The CLI can request Bounty product data using the logged-in user's permissions:

* Campaigns
* Ads
* Creative analytics
* Generated actions
* Agent definitions
* Campaign analysis tools

## What The CLI Does Not Need

Do not give agents any of the following for normal Bounty CLI workflows:

* Database credentials
* Warehouse credentials
* Ad platform credentials
* Infrastructure secrets
* Local environment files

## Session Storage

The CLI stores a local user session so future commands can run without repeating browser login.

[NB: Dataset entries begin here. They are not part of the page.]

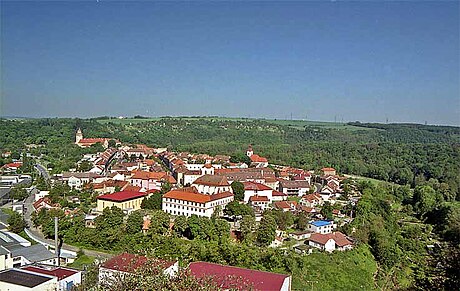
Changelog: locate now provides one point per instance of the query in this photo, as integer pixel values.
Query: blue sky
(349, 61)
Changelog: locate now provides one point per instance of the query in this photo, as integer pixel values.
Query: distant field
(298, 124)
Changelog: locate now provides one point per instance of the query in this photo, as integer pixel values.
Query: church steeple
(78, 136)
(249, 152)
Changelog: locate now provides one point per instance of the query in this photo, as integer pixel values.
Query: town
(244, 192)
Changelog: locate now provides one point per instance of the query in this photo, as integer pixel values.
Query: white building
(330, 242)
(322, 226)
(211, 184)
(189, 202)
(298, 188)
(253, 188)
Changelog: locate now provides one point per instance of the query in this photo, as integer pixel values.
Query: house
(66, 278)
(41, 194)
(15, 252)
(46, 203)
(77, 180)
(151, 180)
(285, 205)
(212, 184)
(17, 279)
(234, 278)
(11, 167)
(253, 188)
(256, 160)
(322, 226)
(261, 202)
(311, 200)
(330, 242)
(298, 188)
(125, 200)
(328, 171)
(87, 142)
(126, 263)
(300, 235)
(188, 201)
(278, 196)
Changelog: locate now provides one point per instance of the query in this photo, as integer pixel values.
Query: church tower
(249, 152)
(78, 136)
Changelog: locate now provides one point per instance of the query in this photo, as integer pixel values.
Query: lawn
(348, 270)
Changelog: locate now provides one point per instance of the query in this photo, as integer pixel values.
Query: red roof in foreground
(129, 263)
(59, 272)
(122, 196)
(229, 277)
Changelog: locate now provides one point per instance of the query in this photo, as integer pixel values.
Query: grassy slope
(354, 269)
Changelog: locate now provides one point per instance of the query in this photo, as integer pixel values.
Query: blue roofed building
(322, 226)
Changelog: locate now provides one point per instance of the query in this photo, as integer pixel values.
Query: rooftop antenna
(56, 241)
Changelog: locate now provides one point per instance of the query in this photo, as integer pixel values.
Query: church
(87, 142)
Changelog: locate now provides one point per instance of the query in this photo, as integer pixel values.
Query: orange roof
(257, 198)
(258, 159)
(255, 186)
(195, 197)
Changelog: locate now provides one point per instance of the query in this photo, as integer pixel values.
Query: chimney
(56, 240)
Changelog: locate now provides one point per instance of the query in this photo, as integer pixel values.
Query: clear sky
(365, 61)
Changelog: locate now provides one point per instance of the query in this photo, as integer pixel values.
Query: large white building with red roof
(234, 278)
(253, 188)
(188, 201)
(125, 200)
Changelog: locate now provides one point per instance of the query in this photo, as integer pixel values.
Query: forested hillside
(401, 153)
(393, 224)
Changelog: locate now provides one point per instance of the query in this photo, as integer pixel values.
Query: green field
(297, 124)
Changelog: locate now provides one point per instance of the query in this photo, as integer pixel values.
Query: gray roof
(23, 278)
(34, 253)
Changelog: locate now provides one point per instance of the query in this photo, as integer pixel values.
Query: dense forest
(401, 153)
(394, 224)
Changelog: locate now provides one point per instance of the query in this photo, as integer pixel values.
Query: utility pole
(56, 241)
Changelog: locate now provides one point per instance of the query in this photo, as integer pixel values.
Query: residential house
(297, 188)
(330, 242)
(125, 200)
(234, 278)
(322, 226)
(261, 202)
(212, 184)
(21, 280)
(11, 167)
(253, 188)
(76, 180)
(67, 278)
(286, 205)
(328, 171)
(311, 200)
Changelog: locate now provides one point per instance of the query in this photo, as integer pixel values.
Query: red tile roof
(228, 277)
(60, 273)
(122, 196)
(257, 198)
(255, 186)
(212, 180)
(129, 263)
(196, 197)
(339, 238)
(258, 159)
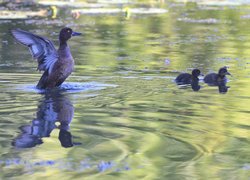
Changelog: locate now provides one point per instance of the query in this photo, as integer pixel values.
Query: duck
(217, 78)
(56, 65)
(186, 78)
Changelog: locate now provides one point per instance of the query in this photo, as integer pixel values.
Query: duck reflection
(55, 107)
(195, 85)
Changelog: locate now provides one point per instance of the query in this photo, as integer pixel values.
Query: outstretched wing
(41, 49)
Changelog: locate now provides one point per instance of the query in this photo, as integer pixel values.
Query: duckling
(56, 64)
(186, 78)
(217, 79)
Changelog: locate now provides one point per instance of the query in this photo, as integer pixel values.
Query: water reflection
(55, 107)
(195, 85)
(222, 86)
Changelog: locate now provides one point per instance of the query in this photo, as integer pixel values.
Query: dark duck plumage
(186, 78)
(56, 64)
(217, 79)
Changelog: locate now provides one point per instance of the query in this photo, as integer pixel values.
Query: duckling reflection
(55, 107)
(187, 79)
(223, 88)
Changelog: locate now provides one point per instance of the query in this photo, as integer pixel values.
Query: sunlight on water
(121, 115)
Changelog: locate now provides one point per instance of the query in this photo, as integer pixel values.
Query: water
(120, 115)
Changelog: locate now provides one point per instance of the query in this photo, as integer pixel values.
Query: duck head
(66, 33)
(223, 72)
(196, 72)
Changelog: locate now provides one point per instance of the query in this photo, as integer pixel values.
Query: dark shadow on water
(69, 87)
(55, 107)
(222, 86)
(194, 85)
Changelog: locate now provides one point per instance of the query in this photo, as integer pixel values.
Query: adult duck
(56, 64)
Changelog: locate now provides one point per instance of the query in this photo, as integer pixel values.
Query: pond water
(121, 114)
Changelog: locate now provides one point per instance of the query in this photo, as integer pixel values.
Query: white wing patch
(41, 49)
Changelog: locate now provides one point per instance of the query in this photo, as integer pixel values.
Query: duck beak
(76, 33)
(227, 73)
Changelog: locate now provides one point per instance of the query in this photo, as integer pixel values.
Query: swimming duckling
(186, 78)
(217, 79)
(56, 64)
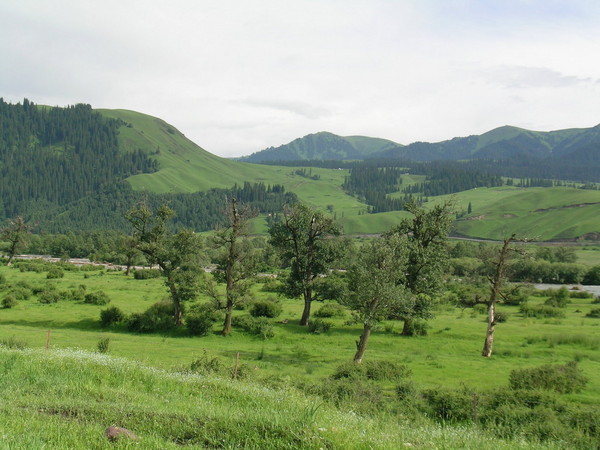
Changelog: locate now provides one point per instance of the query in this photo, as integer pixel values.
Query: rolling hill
(324, 146)
(67, 185)
(576, 145)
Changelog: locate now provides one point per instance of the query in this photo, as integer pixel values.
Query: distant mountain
(577, 145)
(324, 146)
(505, 143)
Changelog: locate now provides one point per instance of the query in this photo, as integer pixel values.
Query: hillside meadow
(448, 356)
(557, 213)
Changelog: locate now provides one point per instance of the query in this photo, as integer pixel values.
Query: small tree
(239, 264)
(16, 234)
(376, 285)
(496, 282)
(427, 257)
(177, 254)
(304, 240)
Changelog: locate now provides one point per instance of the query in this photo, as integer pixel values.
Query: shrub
(406, 391)
(594, 313)
(103, 345)
(146, 274)
(330, 310)
(200, 319)
(265, 308)
(581, 294)
(206, 365)
(559, 298)
(541, 311)
(97, 298)
(449, 405)
(111, 316)
(20, 293)
(259, 326)
(372, 370)
(13, 342)
(9, 301)
(55, 272)
(318, 326)
(480, 308)
(49, 296)
(159, 317)
(417, 328)
(501, 317)
(564, 379)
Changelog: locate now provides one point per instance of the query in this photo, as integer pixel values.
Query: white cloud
(237, 76)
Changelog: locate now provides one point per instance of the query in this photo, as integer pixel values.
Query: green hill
(323, 146)
(67, 399)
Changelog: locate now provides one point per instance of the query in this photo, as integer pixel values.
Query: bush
(9, 301)
(259, 326)
(265, 308)
(559, 298)
(328, 310)
(96, 298)
(406, 391)
(594, 313)
(318, 326)
(20, 293)
(55, 272)
(49, 296)
(480, 308)
(372, 370)
(200, 319)
(541, 311)
(563, 379)
(449, 405)
(206, 365)
(501, 317)
(417, 328)
(581, 294)
(159, 317)
(13, 342)
(146, 274)
(111, 316)
(103, 345)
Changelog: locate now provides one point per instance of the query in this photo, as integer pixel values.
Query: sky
(239, 76)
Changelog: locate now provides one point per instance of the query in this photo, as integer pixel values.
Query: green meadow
(537, 213)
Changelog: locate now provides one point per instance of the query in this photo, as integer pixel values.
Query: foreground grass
(66, 399)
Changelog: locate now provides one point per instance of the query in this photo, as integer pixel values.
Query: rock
(113, 433)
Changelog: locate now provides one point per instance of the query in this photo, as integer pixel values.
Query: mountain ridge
(499, 143)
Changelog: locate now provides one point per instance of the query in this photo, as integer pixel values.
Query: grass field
(448, 356)
(67, 395)
(538, 213)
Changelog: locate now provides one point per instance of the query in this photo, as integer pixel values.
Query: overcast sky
(239, 76)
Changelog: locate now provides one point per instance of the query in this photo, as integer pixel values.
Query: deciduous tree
(238, 263)
(16, 234)
(425, 233)
(376, 285)
(304, 238)
(177, 254)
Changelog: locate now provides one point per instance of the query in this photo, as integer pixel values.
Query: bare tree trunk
(496, 285)
(361, 345)
(228, 317)
(307, 304)
(407, 329)
(489, 335)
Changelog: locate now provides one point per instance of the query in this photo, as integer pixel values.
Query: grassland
(537, 213)
(65, 397)
(448, 356)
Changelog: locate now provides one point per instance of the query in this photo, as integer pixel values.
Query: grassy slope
(185, 167)
(66, 398)
(536, 213)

Run this command to clear the stored session:

```bash theme={null}
bounty-cli logout
```

## Backend URL Safety

The CLI accepts secure remote backend URLs and local development URLs. It rejects insecure non-local HTTP URLs.

## Agent Guidance

Agents should:

* Use `bounty-cli whoami` before sensitive work.
* Use `--json` for parseable evidence.
* State the date range used for performance claims.
* Ask the user to authenticate with `bounty-cli login` when needed.
* Avoid requesting infrastructure secrets.